Researchers are only now starting to unravel the mystery of how chronic stress creates these long-lasting changes in brain structure.
Daniela Kaufer, UC Berkeley associate professor of integrative biology, and a team of colleagues performed a series of experiments, discovering that chronic stress generates more myelin-producing cells and fewer neurons than normal.
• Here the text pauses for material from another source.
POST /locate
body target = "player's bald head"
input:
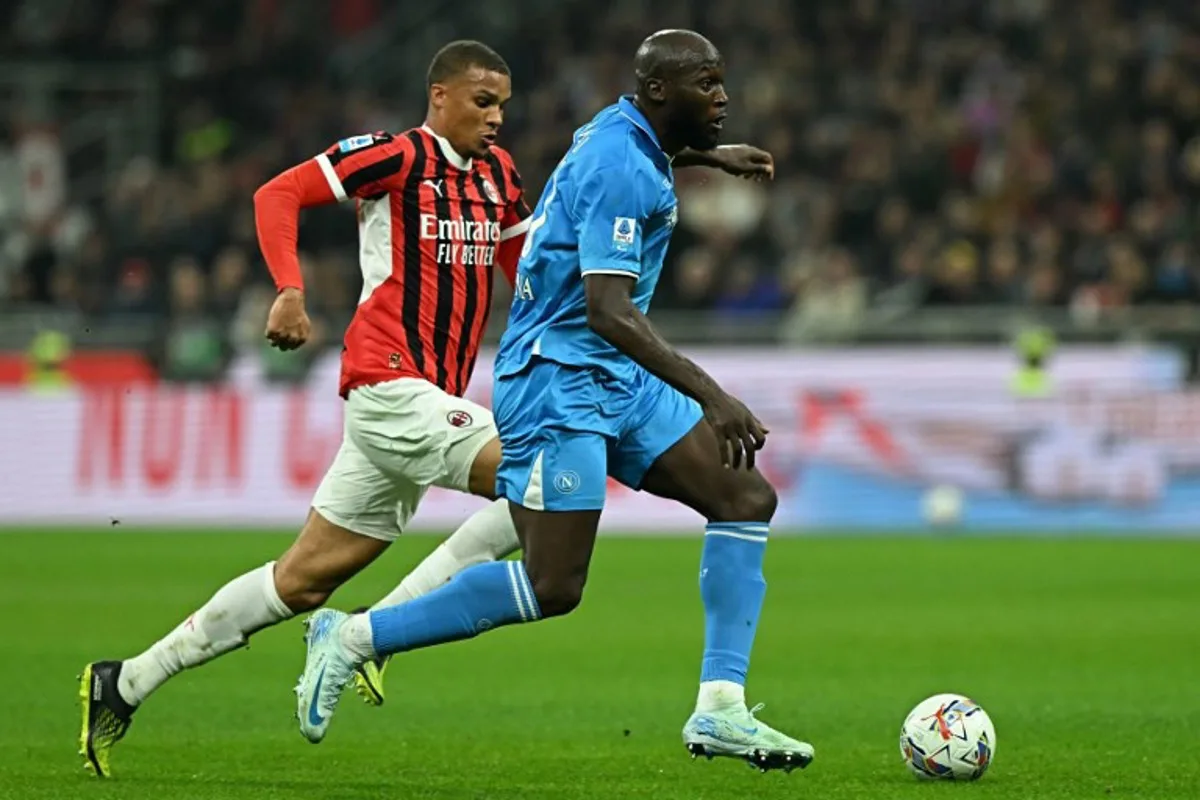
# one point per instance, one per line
(669, 54)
The delicate balance and timing of communication within the brain is disrupted by this resulting excess of myelin — and thus white matter — in some areas of the brain.
“We studied only one part of the brain, the hippocampus, but our findings could provide insight into how white matter is changing in conditions such as schizophrenia, autism, depression, suicide, ADHD and PTSD,” Kaufer told Sanders.
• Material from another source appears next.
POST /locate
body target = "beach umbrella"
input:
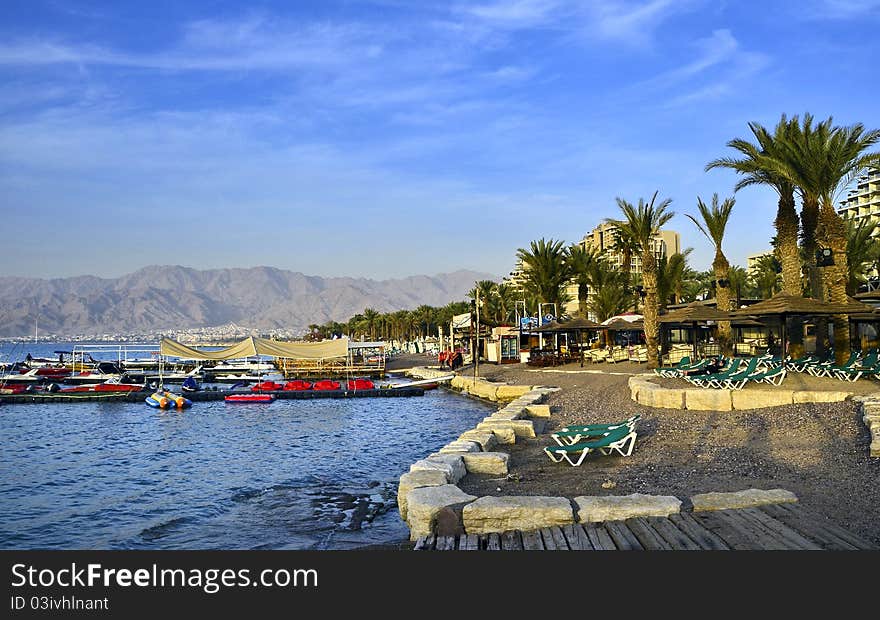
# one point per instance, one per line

Memory and emotions are regulated by the hippocampus, which also plays a role in various emotional disorders.
Kaufer’s findings, for example, suggest a mechanism that might explain some changes in brain connectivity in individuals with PTSD. Kaufer said that it is easy to imagine that PTSD patients could develop a stronger connectivity between the hippocampus and the amygdala — which is the seat of the brain’s fight of flight response — and a lower than average connectivity between the hippocampus and the prefrontal cortex — which moderates our responses to stimuli.
“You can imagine that if your amygdala and hippocampus are better connected, that could mean that your fear responses are much quicker, which is something you see in stress survivors,” she said. “On the other hand, if your connections are not so good to the prefrontal cortex, your ability to shut down responses is impaired. So, when you are in a stressful situation, the inhibitory pathways from the prefrontal cortex telling you not to get stressed don’t work as well as the amygdala shouting to the hippocampus, ‘This is terrible!’ You have a much bigger response than you should.”
Kaufer is involved in a study to test her hypothesis in PTSD patients, as well as continuing to study brain changes in rodents subjected to chronic stress or adverse environments early in life.
Kaufer’s lab conducts research on the molecular and cellular effects of acute and chronic stress. This study focused on neural stem cells in the hippocampus of the brains of adult rats. Previously, these stem cells were thought to mature only into neurons or a type of glial cell called an astrocyte. Kaufer’s team found, however, that chronic stress also made stem cells in the hippocampus mature into another type of glial cell called an oligodendrocyte, which produces myelin that sheaths nerves cells.
The team demonstrated their findings in rats and cultured rat brain cells, suggesting a key role for oligodendrocytes in long-term and perhaps permanent changes in the brain that could set the stage for later mental problems. These cells also help form synapses — areas where one cell communicates with another – and help control the growth pathway of axons, which make those synapse connections.
Kaufer said that the fact that chronic stress also decreases the number of stem cells that mature into neurons could suggest an explanation for how chronic stress also affects learning and memory.
Kaufer’s research team is continuing their investigations with experiments designed to determine how stress in infancy affects the brain’s white matter, and whether chronic early-life stress decreases resilience later in life. They are also examining the effects of therapies, ranging from exercise to antidepressant drugs, that reduce the impact of stress and stress hormones.